Can’t hardly say that anymore, can you Carol? My, how things have changed in just eight short years.
But this article isn’t really about the Democrats. It’s more about Republicans and what we can do to combat the onset of socialist lunacy.
In the past, I and many other conservatives have insisted that we on the right must educate the electorate. This requires us to hold their attention long enough to do so.
Sadly, that’s getting increasingly difficult. So what’s the alternative? Conservatism isn’t really conducive to sound bites and slogans.
However, there is one thing that encompasses conservatism without lengthy explanation. I call it the '10 Tenets of Conservatism.' Each of the 10 tenets is but one line long and compresses our beliefs to easily digestible bites – politically, fiscally, and to some extent, socially, and are as applicable today as when they were written, over a century ago.
The originator named them these tenets the “10 Cannots,” and they’ve been attributed to Abraham Lincoln.

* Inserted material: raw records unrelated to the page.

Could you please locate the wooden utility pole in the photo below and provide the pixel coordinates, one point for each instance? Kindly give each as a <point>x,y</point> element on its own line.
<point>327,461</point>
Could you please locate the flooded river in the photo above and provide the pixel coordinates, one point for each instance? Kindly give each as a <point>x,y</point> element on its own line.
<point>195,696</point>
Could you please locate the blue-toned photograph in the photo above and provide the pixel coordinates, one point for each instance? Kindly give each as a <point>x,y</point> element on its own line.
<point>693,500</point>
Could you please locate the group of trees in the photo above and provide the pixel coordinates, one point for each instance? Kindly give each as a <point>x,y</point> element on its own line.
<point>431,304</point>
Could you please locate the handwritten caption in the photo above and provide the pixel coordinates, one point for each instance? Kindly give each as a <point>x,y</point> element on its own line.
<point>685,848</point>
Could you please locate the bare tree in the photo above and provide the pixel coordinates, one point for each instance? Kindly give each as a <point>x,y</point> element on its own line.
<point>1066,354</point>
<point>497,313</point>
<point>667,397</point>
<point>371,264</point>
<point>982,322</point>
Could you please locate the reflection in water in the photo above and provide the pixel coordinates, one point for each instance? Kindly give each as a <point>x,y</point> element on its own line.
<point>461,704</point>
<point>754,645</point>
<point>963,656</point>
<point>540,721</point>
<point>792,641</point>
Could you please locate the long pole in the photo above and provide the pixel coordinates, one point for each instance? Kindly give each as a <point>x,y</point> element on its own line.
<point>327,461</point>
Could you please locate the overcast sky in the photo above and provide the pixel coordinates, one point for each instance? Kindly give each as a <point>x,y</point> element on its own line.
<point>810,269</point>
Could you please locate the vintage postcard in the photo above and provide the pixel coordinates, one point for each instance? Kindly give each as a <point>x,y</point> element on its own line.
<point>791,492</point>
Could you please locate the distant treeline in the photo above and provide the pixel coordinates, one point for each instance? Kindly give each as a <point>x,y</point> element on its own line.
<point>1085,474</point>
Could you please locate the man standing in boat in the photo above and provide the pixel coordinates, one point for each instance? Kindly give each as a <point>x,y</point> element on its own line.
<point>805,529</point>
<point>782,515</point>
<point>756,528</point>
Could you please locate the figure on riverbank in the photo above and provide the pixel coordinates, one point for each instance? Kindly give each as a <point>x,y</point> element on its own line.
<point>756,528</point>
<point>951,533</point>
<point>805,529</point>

These 10 "Cannots" are simple in their brilliance, which makes them ideal for both dissemination and understanding.
However, Lincoln didn't write them. They were authored in 1916 by the Rev. William J. H. Boetcker, a Presbyterian clergyman and pamphlet writer.
In 1942, the Committee for Constitutional Government, a lobby backed by the newspaper publisher Frank Gannett, distributed hundreds of thousands of copies of a leaflet with an authentic Lincoln quote on one side entitled, "Lincoln on Limitations." On the reverse was a list of Boetcker's maxims, properly attributed in a footnote.
Mistakenly, Boetcker's words came to be ascribed to Lincoln. In 1949, an Ohio congresswoman, Frances P. Bolton, read them as Lincoln's into the Congressional Record. Look magazine reprinted them with the suggestion that "It's about time for the country to remember."
Attempting to correct the record, Rep. Stephen M. Young inserted into the Congressional Record, in 1950, an article from Harper's magazine, written by a Lincoln scholar, Albert A. Wolman, listing most of the ''Ten Cannots'' and other material falsely attributed to Lincoln.
The 10 Cannots:
1)You cannot bring about prosperity by discouraging thrift.
2)You cannot help small men by tearing down big men.
3)You cannot strengthen the weak by weakening the strong.
4)You cannot lift the wage earner by pulling down the wage payer.
5)You cannot help the poor man by destroying the rich.
6)You cannot keep out of trouble by spending more than your income.
7)You cannot further the brotherhood of man by inciting class hatred.
8)You cannot establish security on borrowed money.
9)You cannot build character and courage by taking away men's initiative and independence.
10)You cannot help men permanently by doing for them what they could and should do for themselves.